Touch of red in every glance

Eyes brimming and bright

Scamming the System, One Tennis Ball at a Time (An Excerpt)

By: Clara Drimmer

It’s been a year since my obsession with scammers began. It started with a podcast, as all embarrassingly niche interests do. I started listening to Scamfluencers, a show where lovable Canadian journalists, and friends, Scaachi Koul and Sarah Hagi tell stories about cons, the artists who craft them, and their downfalls.1 I’m not exactly sure why these stories gripped my psyche. I do know that it probably says something questionable about me that I give over my earspace to these stories.

There is something gripping about scams, maybe because we are all so familiar with the feeling left in its trace. We’re conned by countless things, often in small ways – credit scores, security deposits, terms & conditions, health insurance, and shitty, slimy political candidates come to mind. We know the powerlessness that bubbles up. And this powerlessness often comes at the hands of our institutions. Banks, tenant laws, healthcare, and governments respectively.

Personally, I’ve never experienced a person-to-person scam like identity theft – the type of fraud that drains the resources and energy of normal people, often those who are most financially vulnerable in the first place. I’m not ignoring that these kinds of scams are by farrrr the most common, not to mention our institutions – governments, courts, banks – ignore these. Fraud puts corporations squarely at fault for selling and profiting from our personal information, movements, and keystrokes. Consequently, these scams only become easier to carry out and more prevalent.

But once in a while, we are surprised when the scam of an institution or the uber rich is made public, and it's just the teensiest bit satisfying to watch. Think Gamestop, think bitcoin bullshit. I can’t be the only one who feels this way – I mean, come on, we all watched Ocean’s 8.

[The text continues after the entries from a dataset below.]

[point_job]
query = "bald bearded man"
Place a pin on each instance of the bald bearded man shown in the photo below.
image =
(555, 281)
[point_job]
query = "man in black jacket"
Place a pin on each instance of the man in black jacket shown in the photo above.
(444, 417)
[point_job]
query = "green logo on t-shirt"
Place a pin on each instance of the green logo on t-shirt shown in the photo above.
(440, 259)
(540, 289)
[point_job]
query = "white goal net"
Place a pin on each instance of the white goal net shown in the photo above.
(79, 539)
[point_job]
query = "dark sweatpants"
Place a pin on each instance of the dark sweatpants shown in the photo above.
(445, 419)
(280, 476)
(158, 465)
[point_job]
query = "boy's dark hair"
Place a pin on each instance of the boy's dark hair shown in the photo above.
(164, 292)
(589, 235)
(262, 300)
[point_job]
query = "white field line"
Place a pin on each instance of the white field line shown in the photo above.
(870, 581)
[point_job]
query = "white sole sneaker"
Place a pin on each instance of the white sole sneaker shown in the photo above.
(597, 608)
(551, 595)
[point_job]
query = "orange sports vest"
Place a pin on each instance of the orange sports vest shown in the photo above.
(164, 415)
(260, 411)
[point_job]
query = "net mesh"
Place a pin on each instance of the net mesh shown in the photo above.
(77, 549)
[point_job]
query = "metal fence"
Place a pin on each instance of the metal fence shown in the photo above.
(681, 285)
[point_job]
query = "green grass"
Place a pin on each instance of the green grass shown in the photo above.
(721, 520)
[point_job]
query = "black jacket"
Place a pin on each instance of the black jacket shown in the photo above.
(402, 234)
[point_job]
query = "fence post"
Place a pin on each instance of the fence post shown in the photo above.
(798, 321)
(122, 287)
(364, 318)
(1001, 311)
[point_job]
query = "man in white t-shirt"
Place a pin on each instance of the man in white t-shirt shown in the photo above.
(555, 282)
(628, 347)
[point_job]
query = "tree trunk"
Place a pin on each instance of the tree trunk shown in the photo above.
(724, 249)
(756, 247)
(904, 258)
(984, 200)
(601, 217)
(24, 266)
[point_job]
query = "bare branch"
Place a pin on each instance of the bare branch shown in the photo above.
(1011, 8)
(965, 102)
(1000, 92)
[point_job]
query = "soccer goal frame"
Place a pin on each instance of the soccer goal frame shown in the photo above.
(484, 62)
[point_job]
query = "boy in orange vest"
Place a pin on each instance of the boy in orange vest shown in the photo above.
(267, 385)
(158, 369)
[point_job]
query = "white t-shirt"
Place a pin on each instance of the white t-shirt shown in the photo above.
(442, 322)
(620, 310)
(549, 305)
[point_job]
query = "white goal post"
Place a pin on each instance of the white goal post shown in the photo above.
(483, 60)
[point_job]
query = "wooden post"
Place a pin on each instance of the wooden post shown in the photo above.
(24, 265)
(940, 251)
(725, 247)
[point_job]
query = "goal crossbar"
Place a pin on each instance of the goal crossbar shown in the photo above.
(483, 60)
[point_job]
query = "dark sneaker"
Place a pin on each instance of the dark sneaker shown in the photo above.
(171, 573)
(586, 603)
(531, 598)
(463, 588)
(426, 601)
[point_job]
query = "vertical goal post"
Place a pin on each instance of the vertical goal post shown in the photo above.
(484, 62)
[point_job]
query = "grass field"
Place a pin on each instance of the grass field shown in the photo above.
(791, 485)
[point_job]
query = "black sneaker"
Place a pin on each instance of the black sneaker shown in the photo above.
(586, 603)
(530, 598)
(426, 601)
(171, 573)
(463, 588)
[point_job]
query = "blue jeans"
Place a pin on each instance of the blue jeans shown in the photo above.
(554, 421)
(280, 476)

There is one con in particular that I find fascinating; Grigor Sargsyan. Grigor’s scam involved all the elements you’d expect from a scam artist – money, fame, deception, burner phones, and general shadiness. But Gregor’s scam revolved around tennis – a sport that some (definitely not me…) would drop into the bucket of boring rich sports, right there along with racquetball.

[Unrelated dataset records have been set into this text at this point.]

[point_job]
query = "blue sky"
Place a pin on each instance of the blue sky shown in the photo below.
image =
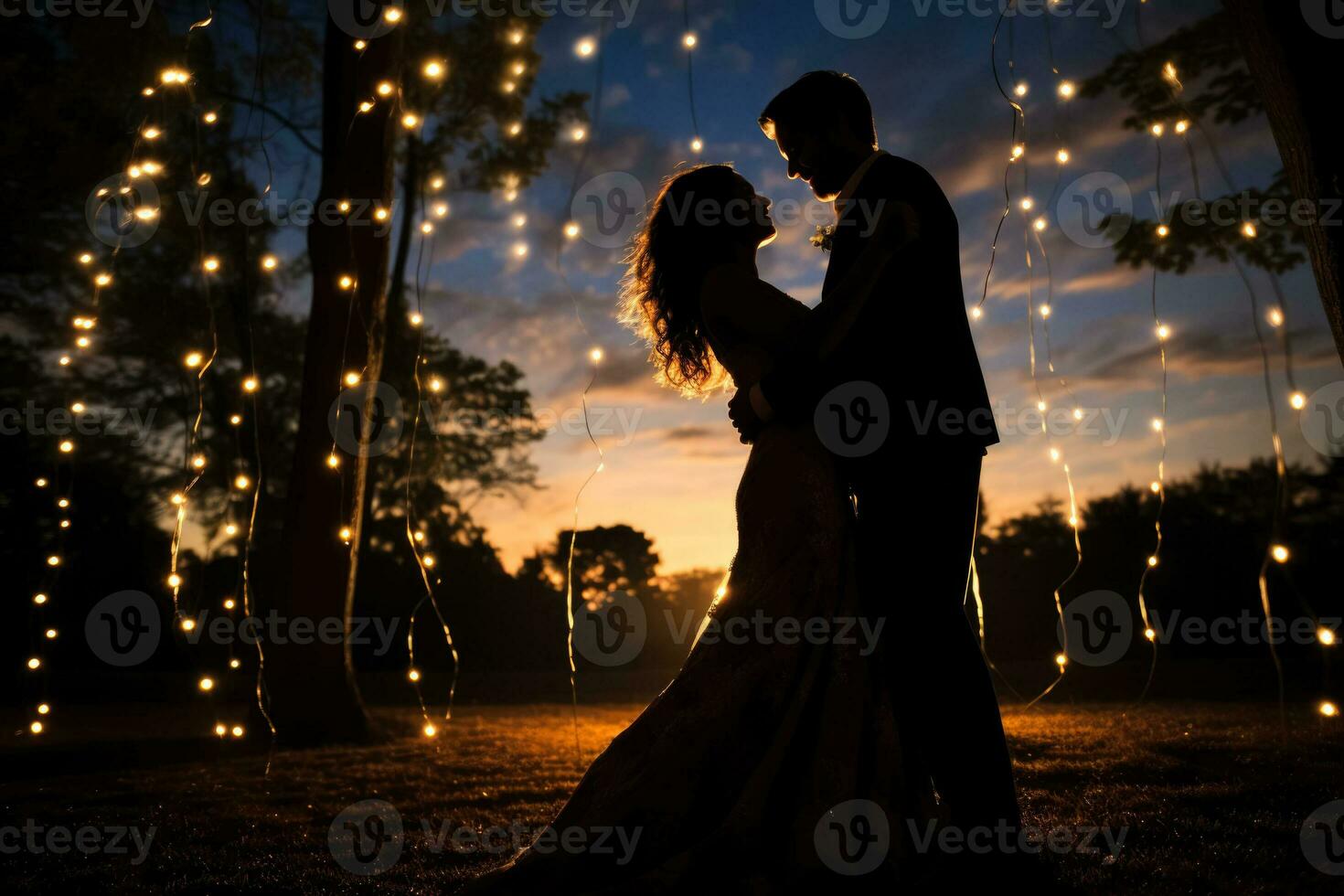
(671, 464)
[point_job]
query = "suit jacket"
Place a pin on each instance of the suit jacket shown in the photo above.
(912, 338)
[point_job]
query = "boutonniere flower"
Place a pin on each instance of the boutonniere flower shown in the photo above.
(823, 238)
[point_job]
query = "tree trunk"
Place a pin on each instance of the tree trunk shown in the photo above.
(1297, 71)
(312, 687)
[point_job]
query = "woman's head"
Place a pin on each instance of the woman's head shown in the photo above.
(703, 217)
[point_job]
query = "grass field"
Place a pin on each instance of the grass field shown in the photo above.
(1210, 799)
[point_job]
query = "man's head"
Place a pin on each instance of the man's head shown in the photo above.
(823, 126)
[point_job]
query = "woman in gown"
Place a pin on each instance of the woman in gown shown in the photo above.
(731, 778)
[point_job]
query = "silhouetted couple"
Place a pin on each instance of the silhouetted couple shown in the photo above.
(814, 755)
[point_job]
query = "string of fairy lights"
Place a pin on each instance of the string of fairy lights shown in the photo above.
(1275, 551)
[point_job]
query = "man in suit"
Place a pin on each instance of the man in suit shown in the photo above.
(917, 491)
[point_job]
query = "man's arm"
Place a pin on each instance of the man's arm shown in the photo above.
(792, 389)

1 Unfortunately this podcast is on Wondery, Amazon’s podcast network. Perhaps the biggest scam of all???!!!

Sources:

Kevin Sieff, “The Maestro: The man who built the biggest match-fixing ring in tennis,” The Washington Post, September 7, 2023. https://web.archive.org/web/20240516121458/https://www.washingtonpost.com/world/interactive/2023/tennis-match-fixing-itf-grigor-sargsyan/

Kevin Sieff, “The Maestro: The man who built the biggest match-fixing ring in tennis,” The Washington Post, September 7, 2023. https://web.archive.org/web/20240516121458/ https://www.washingtonpost.com/world/ interactive/2023/tennis-match-fixing-itf-grigor-sargsyan/

Scaachi Koul and Sarah Hagi, “Episode 103: Game. Set. Scam,” Scamfluencers, April 29, 2024.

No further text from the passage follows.